Ad aprire la conferenza è stato il presidente Corsi, tornato a parlare in sala stampa dopo diverso tempo.

«Ultimamente non mi avete visto spesso qui in sala stampa – ha esordito – ma è una scelta fatta qualche tempo fa. Questo però non significa che non parli con i giornalisti».

Il numero uno azzurro ha poi voluto rivolgersi direttamente ai tifosi.

«Colgo l’occasione per salutare i nostri tifosi. Mi sarebbe piaciuto regalare loro un’annata senza sofferenza dopo la retrocessione dello scorso anno e invece siamo qui a vivere un finale abbastanza difficile».

Corsi ha evitato di entrare troppo nell’analisi del momento negativo, preferendo sottolineare quanto fatto dalla squadra nella prima parte di stagione.

«Non voglio analizzare adesso tutto quello che è successo. Però c’è un dato che non dobbiamo dimenticare: questa squadra ha fatto 27 punti nel girone di andata. A parte tre o quattro partite brutte abbiamo fatto abbastanza bene. Quello che è successo dopo non so dirlo con precisione, ma quei 27 punti restano e dimostrano il valore della squadra. Io credo che questo gruppo possa ripetersi».
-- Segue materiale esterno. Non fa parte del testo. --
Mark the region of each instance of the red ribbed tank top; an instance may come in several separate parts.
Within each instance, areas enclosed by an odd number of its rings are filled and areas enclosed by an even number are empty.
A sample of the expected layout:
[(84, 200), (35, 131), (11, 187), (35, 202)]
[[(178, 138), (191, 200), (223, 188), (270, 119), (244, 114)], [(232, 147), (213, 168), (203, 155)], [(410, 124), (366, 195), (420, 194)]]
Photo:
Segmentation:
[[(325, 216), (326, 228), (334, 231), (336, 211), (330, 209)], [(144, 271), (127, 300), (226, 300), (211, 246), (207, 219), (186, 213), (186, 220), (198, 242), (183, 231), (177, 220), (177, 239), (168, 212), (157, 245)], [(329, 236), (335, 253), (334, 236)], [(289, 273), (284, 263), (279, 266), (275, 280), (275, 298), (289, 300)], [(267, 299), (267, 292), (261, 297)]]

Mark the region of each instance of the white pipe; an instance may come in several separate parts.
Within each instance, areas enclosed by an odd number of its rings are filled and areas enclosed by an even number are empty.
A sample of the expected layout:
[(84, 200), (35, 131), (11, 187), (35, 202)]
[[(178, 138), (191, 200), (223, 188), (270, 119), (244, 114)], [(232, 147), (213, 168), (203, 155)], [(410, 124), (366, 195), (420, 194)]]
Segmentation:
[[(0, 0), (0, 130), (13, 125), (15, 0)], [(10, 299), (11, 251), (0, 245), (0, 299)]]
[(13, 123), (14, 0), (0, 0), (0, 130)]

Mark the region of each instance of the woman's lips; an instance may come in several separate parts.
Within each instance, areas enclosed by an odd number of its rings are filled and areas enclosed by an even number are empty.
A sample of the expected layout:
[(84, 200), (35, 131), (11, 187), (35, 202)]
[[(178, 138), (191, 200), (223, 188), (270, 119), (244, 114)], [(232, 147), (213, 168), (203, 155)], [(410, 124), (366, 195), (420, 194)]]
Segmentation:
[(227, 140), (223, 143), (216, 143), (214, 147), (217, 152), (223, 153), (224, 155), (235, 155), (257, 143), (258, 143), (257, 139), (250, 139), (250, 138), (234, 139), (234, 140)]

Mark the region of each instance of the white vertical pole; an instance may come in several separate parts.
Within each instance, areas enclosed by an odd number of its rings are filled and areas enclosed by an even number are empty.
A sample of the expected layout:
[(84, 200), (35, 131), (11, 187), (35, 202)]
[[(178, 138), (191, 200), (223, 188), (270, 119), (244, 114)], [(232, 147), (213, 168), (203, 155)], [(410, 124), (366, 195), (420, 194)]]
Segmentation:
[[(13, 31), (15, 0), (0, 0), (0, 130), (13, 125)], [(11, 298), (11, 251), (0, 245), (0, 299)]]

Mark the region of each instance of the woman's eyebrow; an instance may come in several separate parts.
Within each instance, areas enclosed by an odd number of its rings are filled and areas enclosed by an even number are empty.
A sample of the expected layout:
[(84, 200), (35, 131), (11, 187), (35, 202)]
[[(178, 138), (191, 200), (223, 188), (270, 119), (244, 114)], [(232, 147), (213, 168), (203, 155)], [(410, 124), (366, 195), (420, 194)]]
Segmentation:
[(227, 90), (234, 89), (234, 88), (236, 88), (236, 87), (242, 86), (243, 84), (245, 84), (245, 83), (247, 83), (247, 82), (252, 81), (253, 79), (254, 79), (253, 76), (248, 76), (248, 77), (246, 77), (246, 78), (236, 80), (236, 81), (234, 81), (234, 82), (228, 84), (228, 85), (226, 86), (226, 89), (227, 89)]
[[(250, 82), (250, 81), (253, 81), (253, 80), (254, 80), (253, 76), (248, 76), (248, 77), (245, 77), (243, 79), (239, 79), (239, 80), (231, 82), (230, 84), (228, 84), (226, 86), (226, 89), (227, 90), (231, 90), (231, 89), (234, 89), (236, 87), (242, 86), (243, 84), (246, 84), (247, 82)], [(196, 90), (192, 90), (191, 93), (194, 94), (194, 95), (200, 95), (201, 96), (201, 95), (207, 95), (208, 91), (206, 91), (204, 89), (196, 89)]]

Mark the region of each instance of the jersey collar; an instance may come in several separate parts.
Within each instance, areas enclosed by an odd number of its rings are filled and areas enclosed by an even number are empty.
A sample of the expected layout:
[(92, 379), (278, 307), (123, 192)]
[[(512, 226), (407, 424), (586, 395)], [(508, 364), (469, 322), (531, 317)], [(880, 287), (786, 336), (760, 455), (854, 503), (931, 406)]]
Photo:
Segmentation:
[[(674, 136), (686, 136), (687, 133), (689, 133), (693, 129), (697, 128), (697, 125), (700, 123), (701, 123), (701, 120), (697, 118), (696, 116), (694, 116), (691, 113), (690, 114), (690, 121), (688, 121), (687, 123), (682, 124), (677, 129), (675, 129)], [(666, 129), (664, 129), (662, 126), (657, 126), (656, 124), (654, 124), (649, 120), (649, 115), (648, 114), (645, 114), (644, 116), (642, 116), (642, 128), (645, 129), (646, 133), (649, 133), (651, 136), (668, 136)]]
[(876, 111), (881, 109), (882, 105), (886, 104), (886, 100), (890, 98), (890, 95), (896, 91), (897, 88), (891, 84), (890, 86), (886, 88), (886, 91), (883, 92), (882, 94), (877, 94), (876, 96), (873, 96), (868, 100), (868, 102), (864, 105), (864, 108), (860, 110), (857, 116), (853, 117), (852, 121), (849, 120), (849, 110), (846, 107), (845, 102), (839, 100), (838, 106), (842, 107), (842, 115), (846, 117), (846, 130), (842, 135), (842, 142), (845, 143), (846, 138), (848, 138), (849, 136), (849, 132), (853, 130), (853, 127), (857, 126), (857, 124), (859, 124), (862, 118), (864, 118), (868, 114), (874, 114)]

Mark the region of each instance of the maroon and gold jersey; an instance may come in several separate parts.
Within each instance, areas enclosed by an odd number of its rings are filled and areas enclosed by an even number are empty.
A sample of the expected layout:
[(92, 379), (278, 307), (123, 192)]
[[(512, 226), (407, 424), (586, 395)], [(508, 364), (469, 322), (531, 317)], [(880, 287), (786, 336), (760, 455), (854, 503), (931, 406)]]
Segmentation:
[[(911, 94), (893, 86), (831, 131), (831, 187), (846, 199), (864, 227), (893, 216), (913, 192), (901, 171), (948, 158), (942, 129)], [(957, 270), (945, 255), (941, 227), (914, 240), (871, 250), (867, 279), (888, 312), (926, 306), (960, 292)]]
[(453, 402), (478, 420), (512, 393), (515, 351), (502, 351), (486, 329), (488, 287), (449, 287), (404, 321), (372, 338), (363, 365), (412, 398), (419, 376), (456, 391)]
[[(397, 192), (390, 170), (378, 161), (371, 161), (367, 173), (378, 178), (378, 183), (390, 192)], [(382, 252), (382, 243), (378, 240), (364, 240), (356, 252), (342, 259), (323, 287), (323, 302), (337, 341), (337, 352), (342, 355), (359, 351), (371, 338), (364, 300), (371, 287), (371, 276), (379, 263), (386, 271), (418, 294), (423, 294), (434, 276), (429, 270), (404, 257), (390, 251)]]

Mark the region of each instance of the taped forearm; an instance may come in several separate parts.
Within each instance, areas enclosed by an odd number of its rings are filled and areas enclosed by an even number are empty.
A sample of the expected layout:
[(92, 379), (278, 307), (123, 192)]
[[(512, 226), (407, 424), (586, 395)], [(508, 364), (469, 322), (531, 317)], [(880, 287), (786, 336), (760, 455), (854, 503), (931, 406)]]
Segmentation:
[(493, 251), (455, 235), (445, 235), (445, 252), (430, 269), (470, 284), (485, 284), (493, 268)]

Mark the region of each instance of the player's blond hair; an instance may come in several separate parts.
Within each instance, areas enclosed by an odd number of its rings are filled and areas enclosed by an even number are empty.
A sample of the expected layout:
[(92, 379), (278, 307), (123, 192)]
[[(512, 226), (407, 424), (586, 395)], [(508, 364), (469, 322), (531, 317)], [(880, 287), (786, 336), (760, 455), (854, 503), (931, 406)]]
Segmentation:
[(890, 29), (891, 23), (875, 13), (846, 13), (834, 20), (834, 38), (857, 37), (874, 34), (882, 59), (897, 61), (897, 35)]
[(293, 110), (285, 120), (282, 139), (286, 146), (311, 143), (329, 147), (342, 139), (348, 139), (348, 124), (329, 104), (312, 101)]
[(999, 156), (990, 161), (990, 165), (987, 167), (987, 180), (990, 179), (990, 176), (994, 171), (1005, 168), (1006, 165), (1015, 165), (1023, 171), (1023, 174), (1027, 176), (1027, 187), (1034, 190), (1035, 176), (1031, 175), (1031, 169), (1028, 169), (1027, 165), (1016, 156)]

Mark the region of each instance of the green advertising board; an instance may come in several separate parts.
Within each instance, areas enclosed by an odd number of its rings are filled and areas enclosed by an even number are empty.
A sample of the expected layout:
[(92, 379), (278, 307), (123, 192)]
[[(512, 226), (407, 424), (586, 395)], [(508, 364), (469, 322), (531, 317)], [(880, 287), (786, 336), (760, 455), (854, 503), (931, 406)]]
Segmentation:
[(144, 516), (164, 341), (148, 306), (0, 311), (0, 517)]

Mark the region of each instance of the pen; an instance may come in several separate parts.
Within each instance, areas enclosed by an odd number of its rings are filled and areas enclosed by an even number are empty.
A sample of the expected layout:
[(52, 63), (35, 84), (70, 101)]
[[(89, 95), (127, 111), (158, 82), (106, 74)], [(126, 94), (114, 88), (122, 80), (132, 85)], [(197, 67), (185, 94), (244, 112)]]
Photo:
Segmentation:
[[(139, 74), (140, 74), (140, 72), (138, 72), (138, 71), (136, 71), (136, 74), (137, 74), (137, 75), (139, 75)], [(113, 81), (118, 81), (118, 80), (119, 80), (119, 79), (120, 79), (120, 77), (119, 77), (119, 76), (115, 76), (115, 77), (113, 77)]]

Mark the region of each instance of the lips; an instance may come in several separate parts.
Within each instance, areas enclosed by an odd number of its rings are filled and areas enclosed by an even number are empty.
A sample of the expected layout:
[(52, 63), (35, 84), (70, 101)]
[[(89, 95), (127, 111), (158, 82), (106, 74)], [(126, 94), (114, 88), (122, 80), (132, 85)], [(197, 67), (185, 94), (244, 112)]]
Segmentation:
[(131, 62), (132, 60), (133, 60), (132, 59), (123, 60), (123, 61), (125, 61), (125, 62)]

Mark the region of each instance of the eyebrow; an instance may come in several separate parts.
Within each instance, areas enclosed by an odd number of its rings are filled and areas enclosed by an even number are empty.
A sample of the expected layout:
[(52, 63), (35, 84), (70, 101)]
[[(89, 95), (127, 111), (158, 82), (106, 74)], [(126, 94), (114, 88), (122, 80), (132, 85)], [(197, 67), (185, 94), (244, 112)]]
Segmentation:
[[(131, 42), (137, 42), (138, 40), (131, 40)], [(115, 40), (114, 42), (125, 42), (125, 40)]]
Da qui la decisione di affidarsi a Caserta per il finale di campionato.

«Ci siamo affidati all’entusiasmo di mister Caserta. Confidiamo nel suo lavoro, nella sua passione e nella sua convinzione per raggiungere il nostro obiettivo».

Il presidente ha chiuso con un messaggio rivolto all’ambiente.

«Ai tifosi dico grazie per la pazienza che hanno avuto finora e per quella che avranno da qui alla fine. In questo momento credo che anche il giocatore che sbaglia un passaggio vada incoraggiato, forse oggi ancora più di prima, piuttosto che messo in difficoltà».

Dopo l’intervento del presidente ha preso la parola il direttore sportivo Stefano Stefanelli, che ha voluto iniziare con un ringraziamento all’ex tecnico..

«La prima cosa che voglio fare è salutare e ringraziare mister Alessio Dionisi, che ha messo tutto quello che aveva in termini di professionalità e impegno. Purtroppo l’andamento delle ultime gare era quello che era. Nel calcio sappiamo come funziona: ha pagato lui e questo ci dispiace».

Una decisione, ha spiegato il dirigente azzurro, presa per cercare di invertire il momento della squadra.

«C’era bisogno di una scossa. Adesso però dobbiamo pensare al futuro più che al passato. Davanti a noi ci sono nove finali e dobbiamo affrontarle con lo spirito giusto».

Proprio in questa direzione va la scelta di affidare la panchina a Caserta.

«Il mister ci ha trasmesso entusiasmo fin dal primo momento. Ci ha colpito molto la sua voglia di venire a Empoli e sono convinto che saprà trasmettere energia alla squadra. Credo davvero che possa aiutarci molto in questo momento».

Stefanelli ha poi sottolineato le qualità del nuovo allenatore.

«Considero Caserta un allenatore pronto. In questo momento confidiamo soprattutto nella sua energia e nel suo entusiasmo, più che negli aspetti tattici. Quello che conta adesso è ritrovare spirito e convinzione per affrontare al meglio questo finale di stagione».

La conferenza stampa ha così segnato ufficialmente l’inizio della nuova fase della stagione azzurra, con l’Empoli chiamato a ritrovare risultati e fiducia nelle ultime, decisive partite di campionato.